Pension advisors seeing large number of scheme surpluses and offer varied views on trustee considerations

Unsplash 28/05/2025

As the Government this month confirmed plans for new freedoms to safely release surplus funding to unlock investments and benefit savers, the Society for Pension Professionals (SPP) held an event for over 300 pension professionals on the practicalities of distributing surplus.

Panellists considered a range of issues from insurer requirements and the role of TPR to decision-making for both sponsors and trustees.

Participants were asked to indicate how many of the schemes that they are advising on a potential transaction might expect a material surplus (5% or more).

Nearly half of respondents (45%) chose “about half”, nearly a third (32%) chose “more than half”, and nearly a quarter (22%) chose “a minority”, with just 1% choosing “none”.

Participants were also asked what the most important factor is for trustees to consider if they have the power to distribute surplus. The results of which were:

·         Source of surplus – predominantly employer / member contributions    36%

·         If the employer has taken “downside” risk of underfunding              13%

·         Members receiving promised benefits in full through buyout            39%

·         Members’ needs (e.g. not enough inflation protection)                               8%

·         Employer’s financial position                                        1%

·         Previous practice regarding discretionary benefits                     3%

Colin Parnell, SPP member and Director of De-Risking, Capita Pension Solutions, who chaired the event, said;

“It was good to see that the majority of attendees whose schemes are heading for wind up might expect a material surplus.

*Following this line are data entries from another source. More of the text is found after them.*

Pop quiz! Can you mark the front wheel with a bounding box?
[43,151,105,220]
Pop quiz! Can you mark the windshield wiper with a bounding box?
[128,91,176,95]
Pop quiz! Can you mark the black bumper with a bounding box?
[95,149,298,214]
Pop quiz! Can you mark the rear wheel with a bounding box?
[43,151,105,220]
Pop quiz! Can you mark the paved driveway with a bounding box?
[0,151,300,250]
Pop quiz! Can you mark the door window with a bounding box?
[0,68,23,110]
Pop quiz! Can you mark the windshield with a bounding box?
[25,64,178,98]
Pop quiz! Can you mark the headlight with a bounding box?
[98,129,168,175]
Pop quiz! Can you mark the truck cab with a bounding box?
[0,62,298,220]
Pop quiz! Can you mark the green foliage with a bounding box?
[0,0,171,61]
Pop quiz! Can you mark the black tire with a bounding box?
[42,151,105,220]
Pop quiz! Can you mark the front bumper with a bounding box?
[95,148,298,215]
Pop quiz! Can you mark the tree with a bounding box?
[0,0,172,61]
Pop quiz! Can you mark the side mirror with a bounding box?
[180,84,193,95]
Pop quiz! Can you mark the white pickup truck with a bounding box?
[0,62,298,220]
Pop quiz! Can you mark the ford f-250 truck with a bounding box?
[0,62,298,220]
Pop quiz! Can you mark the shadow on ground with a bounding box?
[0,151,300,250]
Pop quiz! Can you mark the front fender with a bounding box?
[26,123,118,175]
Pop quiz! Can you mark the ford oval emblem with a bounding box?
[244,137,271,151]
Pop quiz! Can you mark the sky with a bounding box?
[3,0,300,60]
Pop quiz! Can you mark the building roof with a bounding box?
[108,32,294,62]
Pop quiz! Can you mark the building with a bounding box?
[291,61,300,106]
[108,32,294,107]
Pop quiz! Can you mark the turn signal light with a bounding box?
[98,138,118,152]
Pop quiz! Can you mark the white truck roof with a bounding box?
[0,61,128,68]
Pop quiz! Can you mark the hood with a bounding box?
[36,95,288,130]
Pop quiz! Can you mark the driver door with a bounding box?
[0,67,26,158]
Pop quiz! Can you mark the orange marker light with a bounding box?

It was also fascinating to find the broad range of opinions as to what is viewed as the most important factor for trustees to consider when determining the destination of the surplus.  As expected, securing existing member benefit promises was the top priority, but most employers will be happy to see that their considerable contributions over the years are also given a very high weighting.

With many schemes in surplus and headed for wind up, it’s clear that the practicalities of surplus distribution will be front and centre of many trustees’ minds in the months and years ahead.”